Training and testing a classifier requires a set of domain names assumed to be malicious, as well as a set of domain names assumed to be benign. Public feeds, lists and services are typically used to build the malicious data set.
However, building a list of domains believed to be benign is more challenging. A common practice is to assume that popular websites are likely to be benign, and thus many researchers use Alexa top sites to constitute the benign training set. Alexa is a fantastic service, and offering a list of top 1,000,000 websites for free has proven to be very valuable to many studies and projects — however, it might not be the best choice for building classifiers based on DNS data. Domain names are used for more than websites. Mobile applications, APIs, mail servers, are not necessarily present in the Alexa list, yet they can’t be ignored.
For example, we are observing a massive amount of DNS queries for these domain names even though they are missing from the Alexa list:
- windowsupdate.com (Microsoft Windows update service)
- trafficmanager.net (Microsoft Azure Traffic Manager)
- adobetag.com (Adobe Analytics platform)
- samsungosp.com (Samsung push server API)
Domains from the Top Alexa list also tend to have very distinctive features. They typically use a dedicated hosting infrastructure, services are well-separated, domain names have been registered for a long time, and they are popular by different metrics (e.g. traffic, client diversity, back links, page rank).
In contrast, traditional command and control servers tend to use hosting services or run different services on the same host. They frequently use newly registered domains, and very few, if any, references to traditional command and control servers are observed on other websites.
In this context, a classifier leveraging some of these features is bound to perform extremely well, until tested with non-Alexa domains, as well as compromised domains. Domain names not present in the Alexa list of most popular domains are not necessarily malicious. And fortunately, the vast majority is not.
Thus, training and testing classifiers and reputation systems using non-Alexa domains is critical to performing a real-world evaluation of a model.
Unfortunately for the research community, there are not many public alternatives to Alexa. Quantcast also offers a high-quality list of top sites for free, but the same caveats of selection bias apply.

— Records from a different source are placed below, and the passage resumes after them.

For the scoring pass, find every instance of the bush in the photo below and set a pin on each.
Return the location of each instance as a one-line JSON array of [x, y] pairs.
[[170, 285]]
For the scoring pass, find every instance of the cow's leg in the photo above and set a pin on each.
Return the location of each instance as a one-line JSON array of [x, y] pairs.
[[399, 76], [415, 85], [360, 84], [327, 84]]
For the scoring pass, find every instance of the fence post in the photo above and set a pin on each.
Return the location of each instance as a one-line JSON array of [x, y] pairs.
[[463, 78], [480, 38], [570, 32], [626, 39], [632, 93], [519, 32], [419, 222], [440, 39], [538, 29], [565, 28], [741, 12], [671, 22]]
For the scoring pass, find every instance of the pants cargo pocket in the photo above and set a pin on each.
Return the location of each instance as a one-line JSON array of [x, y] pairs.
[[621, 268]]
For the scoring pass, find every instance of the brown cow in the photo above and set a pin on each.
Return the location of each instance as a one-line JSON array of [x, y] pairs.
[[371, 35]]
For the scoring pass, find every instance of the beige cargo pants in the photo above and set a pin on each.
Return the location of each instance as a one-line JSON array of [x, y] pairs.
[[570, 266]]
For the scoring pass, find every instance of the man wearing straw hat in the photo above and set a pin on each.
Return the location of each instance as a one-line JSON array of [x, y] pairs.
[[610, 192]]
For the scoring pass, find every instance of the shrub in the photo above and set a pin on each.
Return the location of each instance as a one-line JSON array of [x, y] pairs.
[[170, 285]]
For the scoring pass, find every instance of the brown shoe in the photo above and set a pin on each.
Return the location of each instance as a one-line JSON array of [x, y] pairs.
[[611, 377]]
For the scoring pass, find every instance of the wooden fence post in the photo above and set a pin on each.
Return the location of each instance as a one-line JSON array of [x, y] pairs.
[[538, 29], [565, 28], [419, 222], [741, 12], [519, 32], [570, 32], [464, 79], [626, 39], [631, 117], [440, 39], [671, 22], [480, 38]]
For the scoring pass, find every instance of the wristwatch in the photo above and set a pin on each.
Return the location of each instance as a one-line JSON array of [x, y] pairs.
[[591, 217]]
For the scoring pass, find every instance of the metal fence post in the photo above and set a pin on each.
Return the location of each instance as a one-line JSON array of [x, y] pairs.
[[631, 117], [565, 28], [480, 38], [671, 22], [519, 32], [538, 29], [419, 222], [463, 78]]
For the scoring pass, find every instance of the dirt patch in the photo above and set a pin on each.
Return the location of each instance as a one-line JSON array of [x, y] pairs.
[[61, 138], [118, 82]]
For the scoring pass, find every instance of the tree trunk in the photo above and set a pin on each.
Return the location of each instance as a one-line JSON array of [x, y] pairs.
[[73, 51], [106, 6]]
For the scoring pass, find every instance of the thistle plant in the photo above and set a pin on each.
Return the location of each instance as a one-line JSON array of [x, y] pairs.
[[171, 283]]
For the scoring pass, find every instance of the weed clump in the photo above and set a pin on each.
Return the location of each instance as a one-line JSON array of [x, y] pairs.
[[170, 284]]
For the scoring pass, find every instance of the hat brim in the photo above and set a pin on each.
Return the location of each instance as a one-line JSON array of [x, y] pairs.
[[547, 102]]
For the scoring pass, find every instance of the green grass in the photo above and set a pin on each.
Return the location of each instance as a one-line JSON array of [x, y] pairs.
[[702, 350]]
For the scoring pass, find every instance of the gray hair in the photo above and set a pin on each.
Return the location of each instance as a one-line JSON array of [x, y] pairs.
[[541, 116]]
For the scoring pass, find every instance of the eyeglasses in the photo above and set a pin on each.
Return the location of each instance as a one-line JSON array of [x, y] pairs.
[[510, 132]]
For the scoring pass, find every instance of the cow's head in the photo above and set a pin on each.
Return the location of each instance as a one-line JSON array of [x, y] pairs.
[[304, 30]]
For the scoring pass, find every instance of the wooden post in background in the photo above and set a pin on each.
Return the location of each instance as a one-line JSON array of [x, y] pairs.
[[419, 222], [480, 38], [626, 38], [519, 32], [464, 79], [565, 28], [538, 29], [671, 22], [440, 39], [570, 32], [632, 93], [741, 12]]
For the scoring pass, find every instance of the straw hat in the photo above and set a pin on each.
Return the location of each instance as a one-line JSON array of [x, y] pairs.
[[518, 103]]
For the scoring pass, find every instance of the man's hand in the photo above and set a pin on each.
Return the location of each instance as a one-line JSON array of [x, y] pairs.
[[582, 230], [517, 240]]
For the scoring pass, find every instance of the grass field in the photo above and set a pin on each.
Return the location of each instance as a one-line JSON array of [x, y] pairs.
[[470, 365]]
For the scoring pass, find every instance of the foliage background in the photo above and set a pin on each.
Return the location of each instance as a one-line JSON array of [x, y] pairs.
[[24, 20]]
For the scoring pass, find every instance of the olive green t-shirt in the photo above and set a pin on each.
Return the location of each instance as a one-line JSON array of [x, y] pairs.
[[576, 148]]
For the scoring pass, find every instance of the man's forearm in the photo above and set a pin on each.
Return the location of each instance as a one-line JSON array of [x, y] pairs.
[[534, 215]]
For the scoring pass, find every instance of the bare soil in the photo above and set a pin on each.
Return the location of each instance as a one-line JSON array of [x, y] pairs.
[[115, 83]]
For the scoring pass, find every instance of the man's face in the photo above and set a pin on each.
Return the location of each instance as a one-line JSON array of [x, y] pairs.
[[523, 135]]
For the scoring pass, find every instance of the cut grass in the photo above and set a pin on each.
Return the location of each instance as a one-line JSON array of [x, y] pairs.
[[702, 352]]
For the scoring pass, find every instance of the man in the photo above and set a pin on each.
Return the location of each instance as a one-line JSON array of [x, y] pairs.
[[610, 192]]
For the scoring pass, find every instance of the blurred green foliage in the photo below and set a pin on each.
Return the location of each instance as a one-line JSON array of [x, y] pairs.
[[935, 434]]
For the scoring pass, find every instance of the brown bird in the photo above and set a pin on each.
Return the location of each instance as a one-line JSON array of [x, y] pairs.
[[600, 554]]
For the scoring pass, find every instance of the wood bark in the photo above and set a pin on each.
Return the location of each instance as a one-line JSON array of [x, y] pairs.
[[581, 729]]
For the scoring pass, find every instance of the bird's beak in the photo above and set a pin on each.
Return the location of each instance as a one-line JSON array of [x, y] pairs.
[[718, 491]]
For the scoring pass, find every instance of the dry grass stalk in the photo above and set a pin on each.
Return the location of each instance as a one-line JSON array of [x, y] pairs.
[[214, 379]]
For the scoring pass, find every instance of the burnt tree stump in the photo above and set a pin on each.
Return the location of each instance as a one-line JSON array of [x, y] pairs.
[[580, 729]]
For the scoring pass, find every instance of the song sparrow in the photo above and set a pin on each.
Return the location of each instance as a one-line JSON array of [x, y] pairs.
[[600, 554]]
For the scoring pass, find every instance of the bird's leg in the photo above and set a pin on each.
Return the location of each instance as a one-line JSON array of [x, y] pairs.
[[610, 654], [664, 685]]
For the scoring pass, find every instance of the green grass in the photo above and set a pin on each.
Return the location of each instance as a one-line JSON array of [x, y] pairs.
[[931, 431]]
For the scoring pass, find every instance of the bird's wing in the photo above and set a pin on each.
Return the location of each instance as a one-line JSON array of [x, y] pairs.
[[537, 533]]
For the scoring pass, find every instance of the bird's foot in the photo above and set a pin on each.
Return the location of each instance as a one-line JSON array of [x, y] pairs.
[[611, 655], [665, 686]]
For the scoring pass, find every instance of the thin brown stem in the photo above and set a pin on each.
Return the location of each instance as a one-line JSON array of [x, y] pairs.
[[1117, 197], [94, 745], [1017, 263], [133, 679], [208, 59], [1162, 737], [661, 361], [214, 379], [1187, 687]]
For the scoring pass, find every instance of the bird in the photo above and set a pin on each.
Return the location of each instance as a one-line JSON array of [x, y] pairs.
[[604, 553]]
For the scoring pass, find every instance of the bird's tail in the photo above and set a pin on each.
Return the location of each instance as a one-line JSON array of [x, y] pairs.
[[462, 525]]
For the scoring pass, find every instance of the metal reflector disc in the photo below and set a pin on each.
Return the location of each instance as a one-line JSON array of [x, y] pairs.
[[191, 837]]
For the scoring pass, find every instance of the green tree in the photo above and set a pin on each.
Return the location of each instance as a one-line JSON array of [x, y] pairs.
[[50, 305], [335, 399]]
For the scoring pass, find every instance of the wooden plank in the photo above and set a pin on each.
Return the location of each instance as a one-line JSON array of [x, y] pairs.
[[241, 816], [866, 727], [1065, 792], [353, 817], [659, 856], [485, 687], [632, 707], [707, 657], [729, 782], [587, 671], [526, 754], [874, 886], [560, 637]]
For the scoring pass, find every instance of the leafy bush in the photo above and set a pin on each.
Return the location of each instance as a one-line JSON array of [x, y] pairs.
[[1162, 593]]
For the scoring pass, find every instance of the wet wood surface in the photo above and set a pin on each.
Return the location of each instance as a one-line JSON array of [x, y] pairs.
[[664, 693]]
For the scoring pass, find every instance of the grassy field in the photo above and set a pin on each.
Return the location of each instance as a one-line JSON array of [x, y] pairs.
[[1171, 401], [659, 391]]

Since 2009, OpenDNS has been providing a high-quality list of phishing sites for free. The Phishtank database is constantly being updated. It can be downloaded in different formats and is trusted by many research projects, products, and services.
Today, we are thrilled to announce the public availability of two new public domain lists for researchers.
The OpenDNS Top Domains List is the top 10,000 domain names our resolvers all over the globe are receiving queries for, sorted by popularity. The popularity is defined as the number of unique client IPs having looked up a domain over a 1 hour period. Domain names that we flagged as being used to serve or control malware are removed from the list.
The OpenDNS Random Sample List is a random sample of 10,000 domain names. Similar to the OpenDNS Top Domains List, domains that we flagged as suspicious are not present in the list, that can be used as a benign data set.
Both lists are in public domain, available on Github, and are automatically updated weekly.
They are not meant to replace other public lists in any way. The Top Domains List, in particular, is solely based on DNS queries and doesn’t reflect the popularity of websites.
However, these lists have been useful to train, test and improve our own models, and by sharing them, we hope that other researchers will find them a useful addition as well.